Todos
odian y reproducen a la vez el patriarcado. Suponen que su génesis es la
Revolución Industrial, cuando la sociedad se liberaba del yugo de reyes. El
patriarcado, sin embargo, data de mucho tiempo atrás. Solamente en la maquinita
productora de demagogia populista (que algunos confunden con cerebro), es concebible
promulgar que el patriarcado es producto del capitalismo.
La
diosa de la fertilidad, de fases lunares y buenas semillas, fue reemplazada por
el dios de la guerra. De vivir en pequeñas comunidades agrarias, las tribus
entraron en una vorágine de acumulación territorial. La comprensión de ciclos y
don de dar a luz femenina, fue opacada por la capacidad masculina de quitarla. Las
sociedades de la antigüedad eran equilibrios inestables, en las que la
disciplina, obediencia y verticalidad era cuestión de supervivencia. Las crisis
políticas eran el pan de cada día: no había lugar para la intriga o traición.
Sin
grabadoras para desprestigiar al oponente político (ni medios para socializarla),
las jerarquías en la antigüedad se mantenían al precio de sangre. Con el
tiempo, el caudillo (patriarca) se hizo más sofisticado. En vez de cabezas
sobre una estaca, perfeccionó los mecanismos de control social. De esa manera, de
ser una institución diseñada para imponer orden en la familia (y control de la
sexualidad femenina), el patriarcado evolucionó a una institución que impone
orden social. El padre se convirtió en Estado.
El
patriarcado es una forma adicional de imponer orden social. Hoy resulta difícil
diferenciar entre las relaciones sociales sexo–políticas (que marcan jerarquía
de género), de relaciones de poder (que marcan jerarquía, pura y simple). El
Estado (patriarca) se adscribe el monopolio al uso de la violencia, es quien cobra
impuestos y quita nuestra libertad por transgresiones a la ley.
El
miedo a la traición de eras pasadas se ha convertido en el miedo al engaño ciudadano.

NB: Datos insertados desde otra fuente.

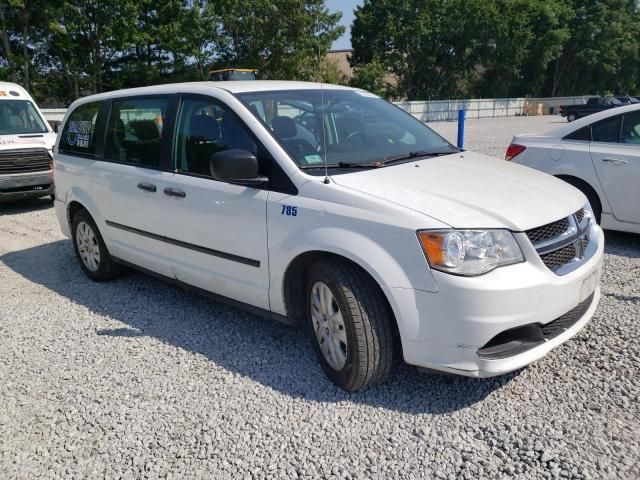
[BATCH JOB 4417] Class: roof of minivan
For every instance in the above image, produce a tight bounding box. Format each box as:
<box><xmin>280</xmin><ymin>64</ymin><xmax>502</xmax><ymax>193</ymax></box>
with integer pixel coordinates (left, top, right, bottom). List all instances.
<box><xmin>73</xmin><ymin>80</ymin><xmax>355</xmax><ymax>103</ymax></box>
<box><xmin>0</xmin><ymin>82</ymin><xmax>31</xmax><ymax>100</ymax></box>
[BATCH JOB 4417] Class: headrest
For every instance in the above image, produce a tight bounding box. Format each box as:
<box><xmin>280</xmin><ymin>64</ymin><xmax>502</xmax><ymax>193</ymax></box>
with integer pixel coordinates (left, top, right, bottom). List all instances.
<box><xmin>129</xmin><ymin>120</ymin><xmax>160</xmax><ymax>140</ymax></box>
<box><xmin>271</xmin><ymin>117</ymin><xmax>298</xmax><ymax>139</ymax></box>
<box><xmin>190</xmin><ymin>114</ymin><xmax>220</xmax><ymax>140</ymax></box>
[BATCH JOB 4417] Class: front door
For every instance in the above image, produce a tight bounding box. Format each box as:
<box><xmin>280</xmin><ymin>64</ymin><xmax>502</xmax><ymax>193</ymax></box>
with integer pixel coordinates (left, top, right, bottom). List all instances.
<box><xmin>162</xmin><ymin>96</ymin><xmax>269</xmax><ymax>309</ymax></box>
<box><xmin>590</xmin><ymin>111</ymin><xmax>640</xmax><ymax>223</ymax></box>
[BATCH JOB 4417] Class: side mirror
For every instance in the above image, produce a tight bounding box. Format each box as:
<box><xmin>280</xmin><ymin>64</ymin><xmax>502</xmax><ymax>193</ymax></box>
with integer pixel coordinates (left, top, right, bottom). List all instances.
<box><xmin>49</xmin><ymin>120</ymin><xmax>60</xmax><ymax>133</ymax></box>
<box><xmin>209</xmin><ymin>148</ymin><xmax>268</xmax><ymax>185</ymax></box>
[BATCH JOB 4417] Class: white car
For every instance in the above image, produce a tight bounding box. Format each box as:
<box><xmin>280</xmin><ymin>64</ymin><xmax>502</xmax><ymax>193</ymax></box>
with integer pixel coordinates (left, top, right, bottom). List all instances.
<box><xmin>0</xmin><ymin>82</ymin><xmax>56</xmax><ymax>202</ymax></box>
<box><xmin>506</xmin><ymin>104</ymin><xmax>640</xmax><ymax>233</ymax></box>
<box><xmin>54</xmin><ymin>81</ymin><xmax>604</xmax><ymax>390</ymax></box>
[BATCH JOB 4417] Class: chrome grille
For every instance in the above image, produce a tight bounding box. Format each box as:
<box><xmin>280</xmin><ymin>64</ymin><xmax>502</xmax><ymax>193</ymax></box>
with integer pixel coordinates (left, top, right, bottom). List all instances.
<box><xmin>526</xmin><ymin>218</ymin><xmax>569</xmax><ymax>245</ymax></box>
<box><xmin>525</xmin><ymin>208</ymin><xmax>591</xmax><ymax>275</ymax></box>
<box><xmin>540</xmin><ymin>244</ymin><xmax>576</xmax><ymax>272</ymax></box>
<box><xmin>0</xmin><ymin>148</ymin><xmax>50</xmax><ymax>175</ymax></box>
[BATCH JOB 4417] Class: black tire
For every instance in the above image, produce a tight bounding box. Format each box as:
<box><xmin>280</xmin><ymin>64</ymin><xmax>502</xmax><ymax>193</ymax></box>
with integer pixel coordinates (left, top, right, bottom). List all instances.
<box><xmin>71</xmin><ymin>209</ymin><xmax>124</xmax><ymax>282</ymax></box>
<box><xmin>306</xmin><ymin>261</ymin><xmax>394</xmax><ymax>391</ymax></box>
<box><xmin>558</xmin><ymin>176</ymin><xmax>602</xmax><ymax>225</ymax></box>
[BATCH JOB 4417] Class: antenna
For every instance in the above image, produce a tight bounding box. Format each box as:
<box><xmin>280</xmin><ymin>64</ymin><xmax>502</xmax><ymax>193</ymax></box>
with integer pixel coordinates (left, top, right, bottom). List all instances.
<box><xmin>320</xmin><ymin>82</ymin><xmax>329</xmax><ymax>185</ymax></box>
<box><xmin>316</xmin><ymin>12</ymin><xmax>330</xmax><ymax>185</ymax></box>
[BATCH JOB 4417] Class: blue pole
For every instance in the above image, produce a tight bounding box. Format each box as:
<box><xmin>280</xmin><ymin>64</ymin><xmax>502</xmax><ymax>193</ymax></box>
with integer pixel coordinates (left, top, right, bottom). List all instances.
<box><xmin>458</xmin><ymin>110</ymin><xmax>465</xmax><ymax>149</ymax></box>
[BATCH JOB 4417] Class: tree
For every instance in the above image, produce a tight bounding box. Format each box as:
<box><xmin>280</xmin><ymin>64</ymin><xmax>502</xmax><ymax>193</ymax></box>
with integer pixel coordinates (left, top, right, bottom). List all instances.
<box><xmin>476</xmin><ymin>0</ymin><xmax>573</xmax><ymax>97</ymax></box>
<box><xmin>351</xmin><ymin>0</ymin><xmax>487</xmax><ymax>99</ymax></box>
<box><xmin>545</xmin><ymin>0</ymin><xmax>640</xmax><ymax>95</ymax></box>
<box><xmin>350</xmin><ymin>58</ymin><xmax>389</xmax><ymax>97</ymax></box>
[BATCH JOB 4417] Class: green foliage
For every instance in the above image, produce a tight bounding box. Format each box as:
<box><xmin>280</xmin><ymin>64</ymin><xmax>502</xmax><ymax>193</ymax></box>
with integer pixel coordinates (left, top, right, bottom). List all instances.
<box><xmin>350</xmin><ymin>58</ymin><xmax>391</xmax><ymax>97</ymax></box>
<box><xmin>0</xmin><ymin>0</ymin><xmax>344</xmax><ymax>104</ymax></box>
<box><xmin>351</xmin><ymin>0</ymin><xmax>640</xmax><ymax>99</ymax></box>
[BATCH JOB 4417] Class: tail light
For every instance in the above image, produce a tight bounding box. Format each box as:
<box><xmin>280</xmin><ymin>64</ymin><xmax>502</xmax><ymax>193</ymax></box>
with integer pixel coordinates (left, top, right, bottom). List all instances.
<box><xmin>504</xmin><ymin>143</ymin><xmax>527</xmax><ymax>160</ymax></box>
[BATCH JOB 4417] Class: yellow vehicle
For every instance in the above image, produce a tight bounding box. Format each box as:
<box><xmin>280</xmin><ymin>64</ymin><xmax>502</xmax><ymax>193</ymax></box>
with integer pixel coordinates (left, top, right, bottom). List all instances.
<box><xmin>207</xmin><ymin>67</ymin><xmax>258</xmax><ymax>82</ymax></box>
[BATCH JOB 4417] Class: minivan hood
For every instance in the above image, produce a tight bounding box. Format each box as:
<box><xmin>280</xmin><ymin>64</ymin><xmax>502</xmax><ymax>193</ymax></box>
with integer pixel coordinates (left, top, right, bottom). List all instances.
<box><xmin>0</xmin><ymin>132</ymin><xmax>56</xmax><ymax>150</ymax></box>
<box><xmin>332</xmin><ymin>152</ymin><xmax>587</xmax><ymax>231</ymax></box>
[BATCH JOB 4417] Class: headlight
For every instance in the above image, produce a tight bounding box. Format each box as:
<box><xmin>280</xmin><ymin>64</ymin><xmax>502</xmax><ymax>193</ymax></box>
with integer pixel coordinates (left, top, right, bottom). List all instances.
<box><xmin>418</xmin><ymin>230</ymin><xmax>524</xmax><ymax>276</ymax></box>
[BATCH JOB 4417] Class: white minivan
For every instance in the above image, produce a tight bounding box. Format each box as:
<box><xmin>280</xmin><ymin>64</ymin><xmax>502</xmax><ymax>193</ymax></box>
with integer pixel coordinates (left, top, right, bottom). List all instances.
<box><xmin>54</xmin><ymin>81</ymin><xmax>604</xmax><ymax>390</ymax></box>
<box><xmin>0</xmin><ymin>82</ymin><xmax>56</xmax><ymax>202</ymax></box>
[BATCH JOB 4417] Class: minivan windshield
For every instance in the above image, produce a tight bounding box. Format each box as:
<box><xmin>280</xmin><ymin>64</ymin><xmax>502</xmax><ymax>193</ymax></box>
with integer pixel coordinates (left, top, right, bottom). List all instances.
<box><xmin>237</xmin><ymin>89</ymin><xmax>458</xmax><ymax>169</ymax></box>
<box><xmin>0</xmin><ymin>100</ymin><xmax>47</xmax><ymax>135</ymax></box>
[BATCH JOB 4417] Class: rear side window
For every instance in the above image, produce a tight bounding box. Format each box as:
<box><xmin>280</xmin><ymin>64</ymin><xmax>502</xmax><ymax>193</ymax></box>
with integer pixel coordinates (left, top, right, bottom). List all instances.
<box><xmin>591</xmin><ymin>116</ymin><xmax>620</xmax><ymax>143</ymax></box>
<box><xmin>620</xmin><ymin>111</ymin><xmax>640</xmax><ymax>145</ymax></box>
<box><xmin>104</xmin><ymin>97</ymin><xmax>170</xmax><ymax>168</ymax></box>
<box><xmin>59</xmin><ymin>102</ymin><xmax>102</xmax><ymax>155</ymax></box>
<box><xmin>564</xmin><ymin>126</ymin><xmax>591</xmax><ymax>142</ymax></box>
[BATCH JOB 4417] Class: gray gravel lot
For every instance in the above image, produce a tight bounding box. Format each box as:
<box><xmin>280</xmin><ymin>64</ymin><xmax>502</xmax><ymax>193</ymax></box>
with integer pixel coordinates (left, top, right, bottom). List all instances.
<box><xmin>0</xmin><ymin>117</ymin><xmax>640</xmax><ymax>479</ymax></box>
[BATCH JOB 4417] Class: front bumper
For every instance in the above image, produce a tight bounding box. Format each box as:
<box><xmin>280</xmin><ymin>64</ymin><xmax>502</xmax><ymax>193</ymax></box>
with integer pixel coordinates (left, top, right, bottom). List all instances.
<box><xmin>0</xmin><ymin>170</ymin><xmax>54</xmax><ymax>201</ymax></box>
<box><xmin>384</xmin><ymin>225</ymin><xmax>604</xmax><ymax>377</ymax></box>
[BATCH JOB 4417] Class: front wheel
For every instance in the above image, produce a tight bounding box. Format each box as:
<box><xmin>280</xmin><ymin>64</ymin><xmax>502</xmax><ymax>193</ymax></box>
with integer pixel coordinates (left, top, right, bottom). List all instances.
<box><xmin>307</xmin><ymin>261</ymin><xmax>394</xmax><ymax>391</ymax></box>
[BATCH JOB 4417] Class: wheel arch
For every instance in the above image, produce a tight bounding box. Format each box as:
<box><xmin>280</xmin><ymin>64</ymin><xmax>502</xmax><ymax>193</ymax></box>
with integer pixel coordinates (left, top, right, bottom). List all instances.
<box><xmin>282</xmin><ymin>250</ymin><xmax>399</xmax><ymax>338</ymax></box>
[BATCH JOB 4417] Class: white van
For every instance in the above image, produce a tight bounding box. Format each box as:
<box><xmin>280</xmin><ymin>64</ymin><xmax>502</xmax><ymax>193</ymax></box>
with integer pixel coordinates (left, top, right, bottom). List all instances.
<box><xmin>54</xmin><ymin>81</ymin><xmax>604</xmax><ymax>390</ymax></box>
<box><xmin>0</xmin><ymin>82</ymin><xmax>56</xmax><ymax>202</ymax></box>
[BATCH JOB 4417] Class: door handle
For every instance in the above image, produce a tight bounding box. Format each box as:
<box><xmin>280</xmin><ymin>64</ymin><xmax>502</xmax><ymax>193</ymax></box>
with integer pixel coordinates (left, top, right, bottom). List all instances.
<box><xmin>164</xmin><ymin>188</ymin><xmax>187</xmax><ymax>198</ymax></box>
<box><xmin>138</xmin><ymin>182</ymin><xmax>156</xmax><ymax>192</ymax></box>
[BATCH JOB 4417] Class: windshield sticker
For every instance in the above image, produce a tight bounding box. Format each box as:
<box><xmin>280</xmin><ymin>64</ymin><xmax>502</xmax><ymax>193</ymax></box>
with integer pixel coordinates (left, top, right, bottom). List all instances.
<box><xmin>67</xmin><ymin>120</ymin><xmax>91</xmax><ymax>148</ymax></box>
<box><xmin>354</xmin><ymin>90</ymin><xmax>380</xmax><ymax>98</ymax></box>
<box><xmin>304</xmin><ymin>154</ymin><xmax>322</xmax><ymax>165</ymax></box>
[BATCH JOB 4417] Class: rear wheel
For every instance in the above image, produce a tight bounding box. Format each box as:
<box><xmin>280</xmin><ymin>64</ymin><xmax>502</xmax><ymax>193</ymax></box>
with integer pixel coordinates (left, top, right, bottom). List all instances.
<box><xmin>71</xmin><ymin>210</ymin><xmax>123</xmax><ymax>282</ymax></box>
<box><xmin>307</xmin><ymin>261</ymin><xmax>394</xmax><ymax>391</ymax></box>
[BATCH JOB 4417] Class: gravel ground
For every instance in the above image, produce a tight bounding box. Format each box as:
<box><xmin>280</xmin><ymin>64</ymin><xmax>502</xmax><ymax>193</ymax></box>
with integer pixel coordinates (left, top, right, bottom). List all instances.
<box><xmin>0</xmin><ymin>117</ymin><xmax>640</xmax><ymax>479</ymax></box>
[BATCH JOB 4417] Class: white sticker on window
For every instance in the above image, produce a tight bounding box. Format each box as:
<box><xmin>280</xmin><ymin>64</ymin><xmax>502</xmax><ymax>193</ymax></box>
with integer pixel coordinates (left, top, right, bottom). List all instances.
<box><xmin>67</xmin><ymin>120</ymin><xmax>91</xmax><ymax>148</ymax></box>
<box><xmin>304</xmin><ymin>154</ymin><xmax>322</xmax><ymax>165</ymax></box>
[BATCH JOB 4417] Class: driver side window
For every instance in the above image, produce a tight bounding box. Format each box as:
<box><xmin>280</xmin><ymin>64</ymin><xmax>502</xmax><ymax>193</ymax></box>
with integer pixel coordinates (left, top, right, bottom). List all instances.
<box><xmin>175</xmin><ymin>98</ymin><xmax>258</xmax><ymax>177</ymax></box>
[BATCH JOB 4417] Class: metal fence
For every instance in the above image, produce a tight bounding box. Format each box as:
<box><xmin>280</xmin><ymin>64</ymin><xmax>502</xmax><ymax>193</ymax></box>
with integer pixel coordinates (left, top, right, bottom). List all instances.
<box><xmin>42</xmin><ymin>95</ymin><xmax>590</xmax><ymax>122</ymax></box>
<box><xmin>396</xmin><ymin>95</ymin><xmax>590</xmax><ymax>122</ymax></box>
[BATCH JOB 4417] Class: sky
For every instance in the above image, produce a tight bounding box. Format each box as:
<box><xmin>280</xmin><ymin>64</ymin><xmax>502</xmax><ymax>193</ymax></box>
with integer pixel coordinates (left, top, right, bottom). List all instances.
<box><xmin>327</xmin><ymin>0</ymin><xmax>362</xmax><ymax>50</ymax></box>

Naciones verticales, tierra de caudillos, intentan disuadir la evasión del
deber mediante una maraña de leyes. La burocracia debe controlar la conducta y
limitar la capacidad del ciudadano de alterar el orden político. Juicios eternos
y leyes antiterroristas, vigilancia a las transacciones financieras, secuestro
de tuiciones del Poder Judicial para controlar contratos privados; todas son
maneras de ejercer la paranoia patriarcal, cortando tan solo figurativamente
cabezas.
La
diferencia entre una sociedad de patriarcas, vertical y proto-fascista, y una
sociedad democrática, de iguales y horizontal, es la cantidad de normas, leyes
y represión necesaria para que el ciudadano actúe idóneamente. Cuando el Estado
no confía en sus ciudadanos, debe sofocar la iniciativa personal, controlar las
transacciones, escudriñar sus conductas. Cuando los principios básicos permiten
el marco de valores esenciales, el individuo puede actuar con mayor grado de
libertad en su afán de contribuir al bien común.
En
Estados proto-fascistas, el gobernante usa una maraña de normas
constitucionales para imponer su concepto de justicia, aquello que merece
castigo y valores que todos debemos enarbolar. En un Estado liberal, la
Constitución establece principios básicos y el individuo debe obedecer el espíritu
de la ley (no el discrecional antojo del patriarca).
En
ambos casos, el Estado debe imponer castigos a quienes violan la ley. En el
primer modelo el marido se permite bailar bolero con la esposa del amigo, pero
luego le recrimina a la esposa por bailar sola frente al espejo. En el segundo
modelo, ambos son libres de expresarse al son de la música: lo que importa es
el compromiso entre ellos de no lastimar ni portarse mal.
Cualquiera
sea el modelo político, los principios, normas y valores se vuelven con frecuencia
una excusa para ejercer dominio sobre los demás. Lo único predecible es la
doble moral de hijos e hijas del patriarca; secuela de ser parte de una misma
escuela. Pero en cuanto a un Estado machista se refiere, temo que el modelo
estatista es más machista que la democracia liberal.